Six firemen from fire stations on the Fylde coast are set to tackle the national three peaks challenge in 24 hours for Trinity Hospice.

This includes climbing Ben Nevis, Snowdon, and Scafell Pike, the highest mountains in Scotland, Wales and England respectively.

Five firefighters from Blackpool Fire Station, including Mick Taylor, are taking on the challenge following the death of their colleague’s wife from cancer.

John Oates, a watch manager at Blackpool Fire Station, lost his wife Beverley, 40, last year.

She was given care in the 11 days before she died at Bispham’s Trinity Hospice, and the money raised during the gruelling walk will go towards the care they provide.

Mr Oates said: “I felt very humble when I heard they were prepared to do this challenge for Trinity Hospice.

“I spent 11 days with my wife in the hospice and they looked after us with dignity and total care.

“If there’s anything I can do to help this charity, I will do it.”

Mr Taylor said: “John is very glad we are doing it and when I approached him about it he was extremely pleased.

“They deserve the money, especially when they’ve gone through something like this and I feel it’s the right thing to do.

“We are all very experienced walkers, but it’s still very tough because they are the three highest mountains in Britain.”

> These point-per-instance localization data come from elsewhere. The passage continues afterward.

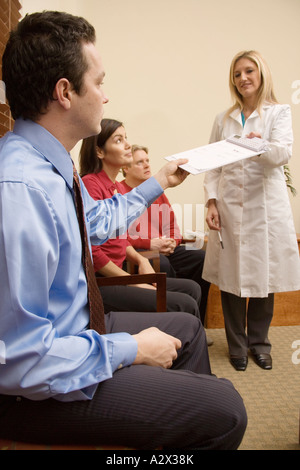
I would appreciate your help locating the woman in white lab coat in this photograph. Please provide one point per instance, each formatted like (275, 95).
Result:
(248, 204)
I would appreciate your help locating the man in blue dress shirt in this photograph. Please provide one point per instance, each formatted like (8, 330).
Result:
(147, 381)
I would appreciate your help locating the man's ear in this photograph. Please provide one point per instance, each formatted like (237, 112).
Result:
(63, 92)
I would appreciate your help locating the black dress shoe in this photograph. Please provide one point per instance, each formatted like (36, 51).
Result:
(239, 363)
(263, 360)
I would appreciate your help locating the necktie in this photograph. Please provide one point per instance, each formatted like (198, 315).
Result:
(94, 297)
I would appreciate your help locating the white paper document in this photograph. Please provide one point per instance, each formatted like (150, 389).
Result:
(219, 154)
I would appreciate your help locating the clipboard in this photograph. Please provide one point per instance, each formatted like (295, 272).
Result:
(218, 154)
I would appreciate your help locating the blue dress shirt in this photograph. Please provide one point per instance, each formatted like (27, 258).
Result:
(49, 350)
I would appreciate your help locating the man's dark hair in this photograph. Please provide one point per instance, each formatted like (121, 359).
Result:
(44, 48)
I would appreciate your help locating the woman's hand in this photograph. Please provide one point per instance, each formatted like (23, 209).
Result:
(253, 134)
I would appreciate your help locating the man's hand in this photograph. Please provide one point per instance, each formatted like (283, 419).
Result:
(156, 348)
(170, 175)
(166, 246)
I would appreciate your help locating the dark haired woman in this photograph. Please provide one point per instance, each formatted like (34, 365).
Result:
(101, 159)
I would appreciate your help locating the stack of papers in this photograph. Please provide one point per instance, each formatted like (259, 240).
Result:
(221, 153)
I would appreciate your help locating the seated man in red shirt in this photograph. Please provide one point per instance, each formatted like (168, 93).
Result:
(157, 229)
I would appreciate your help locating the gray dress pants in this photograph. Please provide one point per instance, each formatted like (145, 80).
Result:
(247, 323)
(141, 406)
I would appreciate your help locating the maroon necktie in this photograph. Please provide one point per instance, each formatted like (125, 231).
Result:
(94, 297)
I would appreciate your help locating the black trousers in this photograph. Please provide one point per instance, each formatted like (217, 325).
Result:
(188, 263)
(247, 323)
(183, 295)
(141, 406)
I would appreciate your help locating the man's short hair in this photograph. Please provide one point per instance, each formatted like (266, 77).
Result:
(44, 48)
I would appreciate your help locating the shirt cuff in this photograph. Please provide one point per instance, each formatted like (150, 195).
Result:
(150, 190)
(123, 349)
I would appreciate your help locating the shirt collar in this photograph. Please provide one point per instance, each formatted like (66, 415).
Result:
(236, 113)
(45, 143)
(109, 185)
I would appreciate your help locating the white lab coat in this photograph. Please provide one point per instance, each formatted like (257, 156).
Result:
(260, 254)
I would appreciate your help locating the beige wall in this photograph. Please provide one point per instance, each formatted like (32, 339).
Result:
(167, 67)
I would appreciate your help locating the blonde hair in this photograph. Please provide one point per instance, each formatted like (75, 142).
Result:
(265, 92)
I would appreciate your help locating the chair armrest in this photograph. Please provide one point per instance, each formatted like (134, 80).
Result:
(152, 255)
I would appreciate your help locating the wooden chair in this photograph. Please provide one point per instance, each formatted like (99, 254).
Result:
(158, 278)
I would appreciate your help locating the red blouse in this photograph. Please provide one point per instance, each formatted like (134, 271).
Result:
(159, 220)
(100, 186)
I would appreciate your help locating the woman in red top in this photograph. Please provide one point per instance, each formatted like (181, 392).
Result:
(101, 159)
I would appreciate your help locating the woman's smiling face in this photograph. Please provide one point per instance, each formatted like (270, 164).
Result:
(246, 78)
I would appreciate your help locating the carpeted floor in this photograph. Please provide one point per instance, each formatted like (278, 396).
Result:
(272, 398)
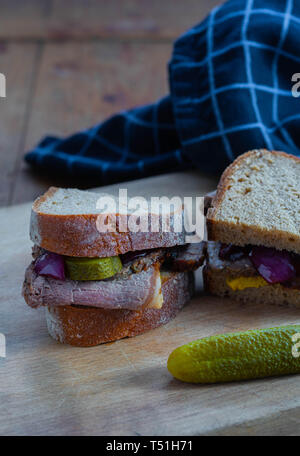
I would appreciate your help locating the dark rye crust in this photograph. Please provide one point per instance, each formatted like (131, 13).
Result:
(77, 235)
(228, 232)
(86, 327)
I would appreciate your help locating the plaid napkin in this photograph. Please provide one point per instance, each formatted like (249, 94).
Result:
(230, 91)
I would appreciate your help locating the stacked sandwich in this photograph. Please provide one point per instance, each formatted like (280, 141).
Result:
(102, 286)
(254, 223)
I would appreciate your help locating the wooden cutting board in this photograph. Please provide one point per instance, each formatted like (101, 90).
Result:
(124, 388)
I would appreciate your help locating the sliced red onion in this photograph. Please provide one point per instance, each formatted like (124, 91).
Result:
(275, 266)
(51, 265)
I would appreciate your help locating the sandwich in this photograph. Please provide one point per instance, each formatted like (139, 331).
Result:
(98, 286)
(253, 229)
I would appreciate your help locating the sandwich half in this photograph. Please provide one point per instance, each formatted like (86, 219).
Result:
(253, 227)
(99, 286)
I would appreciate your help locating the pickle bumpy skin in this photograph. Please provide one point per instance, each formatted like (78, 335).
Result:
(237, 356)
(92, 268)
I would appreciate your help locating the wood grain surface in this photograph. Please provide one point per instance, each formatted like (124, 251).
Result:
(71, 64)
(124, 388)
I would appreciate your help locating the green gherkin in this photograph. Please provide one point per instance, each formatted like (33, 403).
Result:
(238, 356)
(92, 268)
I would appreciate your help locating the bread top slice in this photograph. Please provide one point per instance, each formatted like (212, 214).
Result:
(258, 202)
(66, 221)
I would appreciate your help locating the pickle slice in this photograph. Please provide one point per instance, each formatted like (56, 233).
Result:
(238, 356)
(92, 268)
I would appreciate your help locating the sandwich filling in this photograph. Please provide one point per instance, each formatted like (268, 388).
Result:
(255, 266)
(130, 281)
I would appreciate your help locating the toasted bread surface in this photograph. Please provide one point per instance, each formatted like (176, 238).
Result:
(66, 221)
(258, 202)
(90, 326)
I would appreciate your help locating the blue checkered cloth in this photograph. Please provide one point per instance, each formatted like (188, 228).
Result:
(230, 91)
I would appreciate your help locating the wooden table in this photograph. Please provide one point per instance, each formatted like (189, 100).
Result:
(69, 65)
(124, 388)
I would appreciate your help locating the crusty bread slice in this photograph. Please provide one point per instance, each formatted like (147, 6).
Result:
(87, 326)
(258, 202)
(65, 221)
(217, 272)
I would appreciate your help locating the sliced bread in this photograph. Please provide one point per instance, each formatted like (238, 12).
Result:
(258, 202)
(65, 221)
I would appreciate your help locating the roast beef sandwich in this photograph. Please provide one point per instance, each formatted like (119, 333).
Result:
(253, 227)
(99, 286)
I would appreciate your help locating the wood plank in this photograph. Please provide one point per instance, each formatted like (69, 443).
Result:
(86, 19)
(73, 94)
(124, 388)
(18, 63)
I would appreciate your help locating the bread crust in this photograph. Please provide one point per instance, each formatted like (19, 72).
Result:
(86, 327)
(228, 232)
(77, 235)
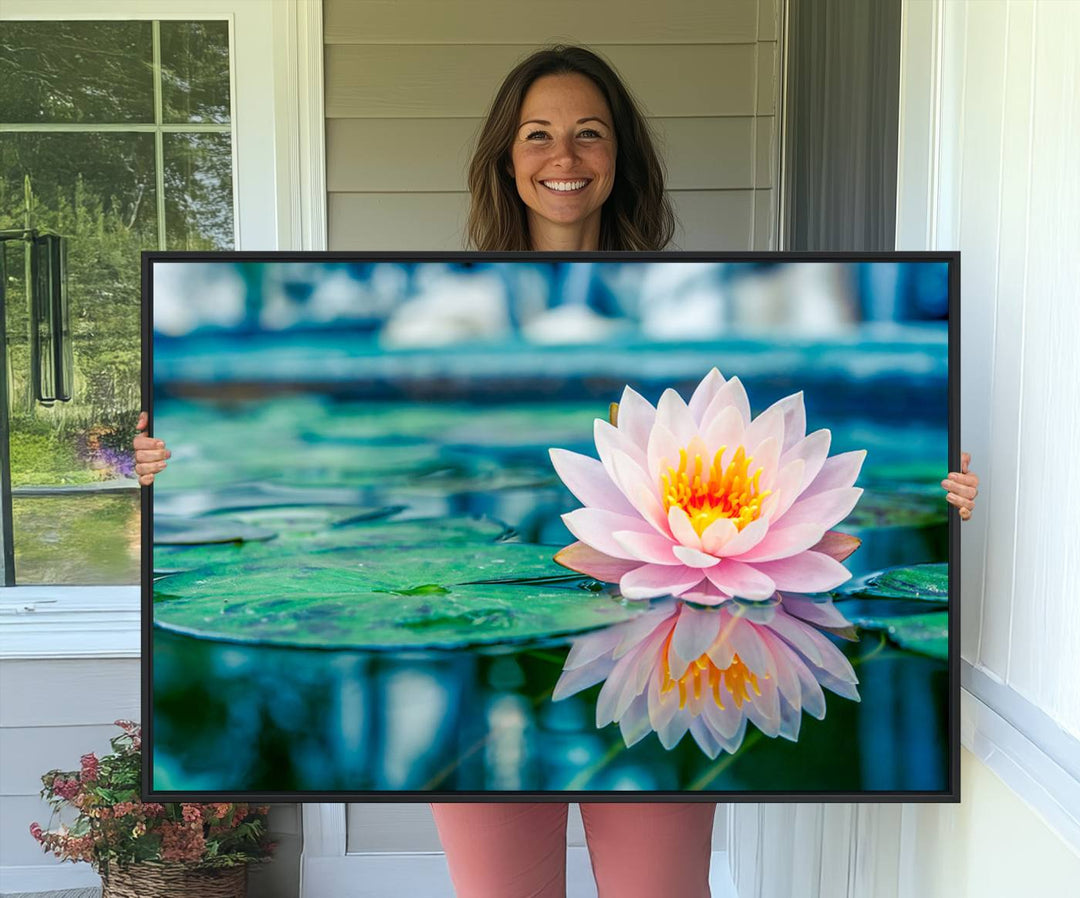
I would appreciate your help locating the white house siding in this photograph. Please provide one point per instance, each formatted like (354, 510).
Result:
(408, 82)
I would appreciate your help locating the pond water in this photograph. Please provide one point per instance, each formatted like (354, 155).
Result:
(320, 627)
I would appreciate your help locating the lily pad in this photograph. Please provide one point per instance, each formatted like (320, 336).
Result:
(319, 532)
(926, 633)
(919, 582)
(383, 598)
(170, 530)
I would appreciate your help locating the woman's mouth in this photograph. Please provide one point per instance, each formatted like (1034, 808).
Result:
(566, 187)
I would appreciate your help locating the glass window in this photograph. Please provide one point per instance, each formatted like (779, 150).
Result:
(118, 136)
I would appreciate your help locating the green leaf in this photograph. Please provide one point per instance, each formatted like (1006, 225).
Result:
(919, 582)
(385, 597)
(926, 633)
(320, 527)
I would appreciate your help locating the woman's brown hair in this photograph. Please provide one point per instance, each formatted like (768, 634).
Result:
(637, 214)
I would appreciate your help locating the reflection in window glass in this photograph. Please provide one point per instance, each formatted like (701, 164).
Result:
(76, 498)
(76, 71)
(198, 191)
(81, 539)
(194, 71)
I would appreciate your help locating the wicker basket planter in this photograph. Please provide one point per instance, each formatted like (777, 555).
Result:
(174, 881)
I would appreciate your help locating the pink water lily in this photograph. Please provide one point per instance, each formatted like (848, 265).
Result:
(709, 671)
(702, 501)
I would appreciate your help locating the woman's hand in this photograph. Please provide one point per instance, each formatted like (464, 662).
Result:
(150, 454)
(962, 487)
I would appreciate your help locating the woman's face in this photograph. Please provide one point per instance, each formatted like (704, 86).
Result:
(563, 155)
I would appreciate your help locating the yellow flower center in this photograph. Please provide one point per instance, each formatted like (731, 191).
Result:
(703, 674)
(730, 492)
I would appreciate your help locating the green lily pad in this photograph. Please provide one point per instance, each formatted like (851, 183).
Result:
(926, 633)
(919, 582)
(302, 532)
(383, 598)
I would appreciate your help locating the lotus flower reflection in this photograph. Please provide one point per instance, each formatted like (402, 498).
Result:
(701, 501)
(679, 668)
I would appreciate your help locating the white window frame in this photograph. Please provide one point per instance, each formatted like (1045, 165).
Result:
(275, 50)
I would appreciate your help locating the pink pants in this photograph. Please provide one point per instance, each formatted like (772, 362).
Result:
(518, 850)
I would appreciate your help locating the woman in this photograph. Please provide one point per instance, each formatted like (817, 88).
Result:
(565, 162)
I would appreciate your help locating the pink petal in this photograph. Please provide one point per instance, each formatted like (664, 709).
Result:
(725, 429)
(609, 440)
(662, 453)
(795, 419)
(694, 631)
(653, 580)
(704, 393)
(588, 480)
(640, 491)
(837, 545)
(719, 534)
(705, 593)
(731, 393)
(747, 645)
(741, 579)
(785, 490)
(807, 572)
(766, 456)
(636, 417)
(594, 527)
(652, 548)
(812, 450)
(682, 528)
(770, 423)
(745, 539)
(839, 470)
(783, 541)
(592, 563)
(826, 509)
(673, 413)
(691, 558)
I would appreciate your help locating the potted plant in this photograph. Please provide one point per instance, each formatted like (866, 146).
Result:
(142, 848)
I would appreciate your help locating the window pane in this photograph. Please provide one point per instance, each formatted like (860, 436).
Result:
(199, 191)
(194, 71)
(77, 539)
(76, 71)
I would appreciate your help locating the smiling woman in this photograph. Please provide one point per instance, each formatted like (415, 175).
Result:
(565, 160)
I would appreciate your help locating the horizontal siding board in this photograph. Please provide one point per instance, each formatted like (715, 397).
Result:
(391, 828)
(522, 22)
(408, 81)
(709, 219)
(713, 219)
(397, 220)
(63, 693)
(432, 155)
(26, 752)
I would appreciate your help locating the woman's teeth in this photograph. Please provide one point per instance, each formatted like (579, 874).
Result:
(564, 186)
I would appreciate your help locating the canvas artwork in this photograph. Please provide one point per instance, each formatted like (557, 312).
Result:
(446, 526)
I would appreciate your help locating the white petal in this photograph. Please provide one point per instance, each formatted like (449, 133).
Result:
(673, 414)
(636, 417)
(704, 393)
(589, 481)
(731, 393)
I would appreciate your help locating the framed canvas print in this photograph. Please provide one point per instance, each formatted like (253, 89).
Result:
(590, 526)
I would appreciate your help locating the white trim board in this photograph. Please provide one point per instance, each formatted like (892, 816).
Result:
(1050, 789)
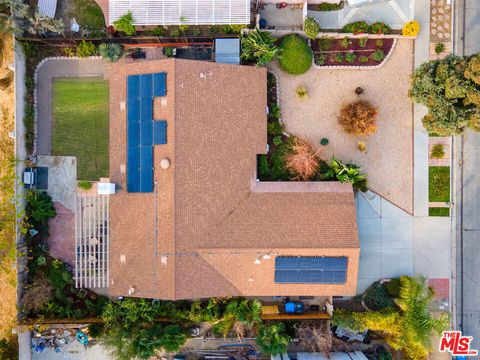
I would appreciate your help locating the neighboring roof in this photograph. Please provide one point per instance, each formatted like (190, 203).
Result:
(198, 234)
(176, 12)
(227, 51)
(47, 7)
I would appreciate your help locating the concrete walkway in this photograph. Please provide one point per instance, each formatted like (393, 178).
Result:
(394, 243)
(68, 67)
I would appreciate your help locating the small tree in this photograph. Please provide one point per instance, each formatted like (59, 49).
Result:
(358, 118)
(111, 52)
(349, 173)
(272, 338)
(173, 338)
(450, 88)
(311, 27)
(259, 46)
(40, 24)
(302, 160)
(125, 24)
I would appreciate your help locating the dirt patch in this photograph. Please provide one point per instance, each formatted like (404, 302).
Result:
(388, 159)
(8, 275)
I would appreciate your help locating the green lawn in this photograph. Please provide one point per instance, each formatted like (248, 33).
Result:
(439, 212)
(439, 183)
(80, 124)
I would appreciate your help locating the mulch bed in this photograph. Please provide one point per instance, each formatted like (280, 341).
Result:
(327, 51)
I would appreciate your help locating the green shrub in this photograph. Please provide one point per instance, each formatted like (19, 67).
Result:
(376, 297)
(272, 338)
(356, 27)
(69, 51)
(277, 140)
(196, 31)
(379, 28)
(259, 47)
(111, 52)
(439, 48)
(274, 111)
(296, 56)
(345, 43)
(125, 24)
(263, 168)
(175, 32)
(379, 43)
(85, 185)
(350, 57)
(311, 27)
(384, 354)
(275, 128)
(212, 30)
(349, 173)
(450, 89)
(378, 55)
(339, 57)
(362, 42)
(438, 151)
(159, 31)
(320, 59)
(86, 49)
(173, 338)
(325, 43)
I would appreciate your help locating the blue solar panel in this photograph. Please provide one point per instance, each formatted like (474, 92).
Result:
(146, 179)
(133, 109)
(146, 85)
(146, 136)
(159, 84)
(133, 134)
(311, 270)
(146, 157)
(133, 86)
(159, 132)
(142, 130)
(146, 110)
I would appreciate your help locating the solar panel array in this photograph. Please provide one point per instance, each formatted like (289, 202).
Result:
(311, 270)
(142, 131)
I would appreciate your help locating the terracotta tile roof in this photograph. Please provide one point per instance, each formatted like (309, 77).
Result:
(200, 231)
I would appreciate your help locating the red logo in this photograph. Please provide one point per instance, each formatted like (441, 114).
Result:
(456, 344)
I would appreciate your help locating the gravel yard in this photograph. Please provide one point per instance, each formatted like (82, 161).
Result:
(388, 160)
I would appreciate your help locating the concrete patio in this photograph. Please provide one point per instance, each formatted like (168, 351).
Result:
(394, 13)
(394, 243)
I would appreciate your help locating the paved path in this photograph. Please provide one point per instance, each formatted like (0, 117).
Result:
(394, 13)
(59, 68)
(467, 15)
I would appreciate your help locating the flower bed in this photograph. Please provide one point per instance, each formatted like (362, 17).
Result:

To be successful in their challenge, the firefighters must reach all three peaks in 24 hours.

This involves the ascent and descent of the mountains and travelling between three countries.

Mr Oates, 49, added: “It’s very daunting to try and do the three peaks like they are doing and I wish them all the best, especially the charity they are doing it for.

“I hope the money will be used for others in the same situation I was in.

“I was unaware they were doing it and it was only when they told me it what they were training for that I realised.”